Sosyal Medya

Dünya Ekonomisi

Orta Doğu’daki Kriz, Küresel Ekonomiyi Zor Bir Anda Yakaladı

İsrail’in İran’a yönelik son saldırısı, küresel ekonomi için son derece kötü bir zamanda gerçekleşen olumsuz bir şok niteliğinde. Bu gelişme, hem küresel büyüme hem de enflasyon açısından riskleri artırırken, politika yapıcıların elindeki mali ve parasal manevra alanlarını da ciddi şekilde kısıtlıyor.

Orta Doğu’daki Kriz, Küresel Ekonomiyi Zor Bir Anda Yakaladı


Mohamed El-Erian / FT – Türkçeye uyarlayan: PA Turkey

İsrail’in İran’a yönelik son saldırısı, küresel ekonomi için son derece kötü bir zamanda gerçekleşen olumsuz bir şok niteliğinde.

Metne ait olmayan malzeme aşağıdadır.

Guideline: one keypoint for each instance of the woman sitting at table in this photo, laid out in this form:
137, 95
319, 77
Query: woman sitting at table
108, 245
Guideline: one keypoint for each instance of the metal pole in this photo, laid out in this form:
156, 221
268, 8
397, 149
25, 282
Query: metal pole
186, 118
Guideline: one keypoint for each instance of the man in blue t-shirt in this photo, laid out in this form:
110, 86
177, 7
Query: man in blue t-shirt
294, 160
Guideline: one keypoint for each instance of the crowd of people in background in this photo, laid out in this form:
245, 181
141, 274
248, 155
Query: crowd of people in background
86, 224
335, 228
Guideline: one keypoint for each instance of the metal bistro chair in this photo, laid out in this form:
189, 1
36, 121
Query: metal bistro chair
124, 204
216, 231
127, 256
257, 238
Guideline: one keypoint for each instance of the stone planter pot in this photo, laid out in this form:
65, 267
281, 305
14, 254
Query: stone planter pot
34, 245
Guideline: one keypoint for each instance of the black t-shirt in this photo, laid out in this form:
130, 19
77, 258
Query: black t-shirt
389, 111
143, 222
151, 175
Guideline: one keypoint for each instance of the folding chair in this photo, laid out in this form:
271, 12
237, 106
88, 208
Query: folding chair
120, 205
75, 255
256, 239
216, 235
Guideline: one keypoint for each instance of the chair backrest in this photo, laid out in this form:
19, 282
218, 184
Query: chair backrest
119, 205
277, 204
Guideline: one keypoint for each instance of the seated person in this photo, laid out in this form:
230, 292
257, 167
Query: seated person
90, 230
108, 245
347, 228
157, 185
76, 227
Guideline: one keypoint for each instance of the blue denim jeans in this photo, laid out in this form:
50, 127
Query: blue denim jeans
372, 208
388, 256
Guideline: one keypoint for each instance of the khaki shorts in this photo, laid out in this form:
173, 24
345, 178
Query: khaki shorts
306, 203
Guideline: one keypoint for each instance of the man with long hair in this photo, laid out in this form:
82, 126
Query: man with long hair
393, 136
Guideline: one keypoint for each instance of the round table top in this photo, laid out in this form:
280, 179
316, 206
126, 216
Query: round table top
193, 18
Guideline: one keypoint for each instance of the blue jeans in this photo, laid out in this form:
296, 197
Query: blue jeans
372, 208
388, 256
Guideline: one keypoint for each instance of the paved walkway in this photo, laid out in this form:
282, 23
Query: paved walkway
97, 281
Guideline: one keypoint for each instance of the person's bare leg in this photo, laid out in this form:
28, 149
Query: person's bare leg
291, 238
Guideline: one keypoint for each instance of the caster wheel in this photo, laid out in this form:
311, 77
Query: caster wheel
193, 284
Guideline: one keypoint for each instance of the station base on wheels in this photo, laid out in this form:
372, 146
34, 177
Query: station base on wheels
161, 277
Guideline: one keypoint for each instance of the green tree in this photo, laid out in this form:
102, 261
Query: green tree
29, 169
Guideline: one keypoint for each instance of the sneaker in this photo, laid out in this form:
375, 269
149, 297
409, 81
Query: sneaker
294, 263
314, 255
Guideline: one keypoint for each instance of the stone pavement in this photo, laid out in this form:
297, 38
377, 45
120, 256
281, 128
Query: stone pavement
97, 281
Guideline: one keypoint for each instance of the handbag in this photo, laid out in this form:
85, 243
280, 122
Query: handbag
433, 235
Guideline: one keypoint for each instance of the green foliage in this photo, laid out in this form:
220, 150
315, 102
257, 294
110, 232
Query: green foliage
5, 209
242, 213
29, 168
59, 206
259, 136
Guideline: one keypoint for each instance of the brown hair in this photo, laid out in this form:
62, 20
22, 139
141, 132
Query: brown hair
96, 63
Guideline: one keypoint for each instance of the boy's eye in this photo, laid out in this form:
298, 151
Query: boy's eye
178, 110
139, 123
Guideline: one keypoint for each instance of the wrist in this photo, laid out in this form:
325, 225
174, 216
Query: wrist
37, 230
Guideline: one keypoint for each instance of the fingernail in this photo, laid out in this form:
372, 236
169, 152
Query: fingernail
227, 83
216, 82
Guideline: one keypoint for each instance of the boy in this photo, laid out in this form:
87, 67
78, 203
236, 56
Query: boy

Bu gelişme, hem küresel büyüme hem de enflasyon açısından riskleri artırırken, politika yapıcıların elindeki mali ve parasal manevra alanlarını da ciddi şekilde kısıtlıyor.

Gerilimin küresel ekonomiye ne kadar zarar vereceği, İsrail’in tek taraflı saldırısının kapsamı ve süresi ile İran’dan gelecek olası misillemelere bağlı. Ancak mevcut durumda zaten yüksek olan belirsizlik seviyesi nedeniyle, piyasa tepkileri olumsuz ve temkinli seyrediyor.

Petrol Fiyatları Yükseliyor, Stagflasyon Riski Geri Döndü

Saldırı haberlerinin ardından petrol fiyatları %5’in üzerinde yükselerek varil başına 70 dolar seviyesine geldi. Bu, Ocak 2025’te görülen 82 dolar zirvesinin altında kalsa da, son haftalarda yukarı yönlü bir trendin güçlendiği görülüyor. Analistler, bu yeni jeopolitik gerilimin ardından OPEC+ grubunun nasıl bir yanıt vereceğini yakından takip ediyor.

Petrol fiyatlarındaki yükseliş, küresel ekonomide stagflasyon rüzgarlarını yeniden güçlendirmeye başladı: düşük büyüme, yüksek enflasyon ve zayıf yatırım iştahı. Hisse senetleri, artan belirsizlik ve büyüme görünümündeki zayıflama nedeniyle değer kaybetti. Tüketici ve üretici güveninde daha da fazla bozulma bekleniyor.

Dünya Bankası Zaten Yavaşlama Bekliyordu

Dünya Bankası, bu ayın başında yayımladığı raporda küresel büyümenin 2025 yılında %2,3’e gerileyeceğini öngörmüştü. Bu oran, yıl başındaki tahminlerin yaklaşık yarım puan altında. Dünya genelinde bir resesyon öngörülmese de, 2020’li yılların ilk yedi yılı için ortalama büyüme tahminleri, 1960’lardan bu yana görülen en düşük seviyeye işaret ediyor.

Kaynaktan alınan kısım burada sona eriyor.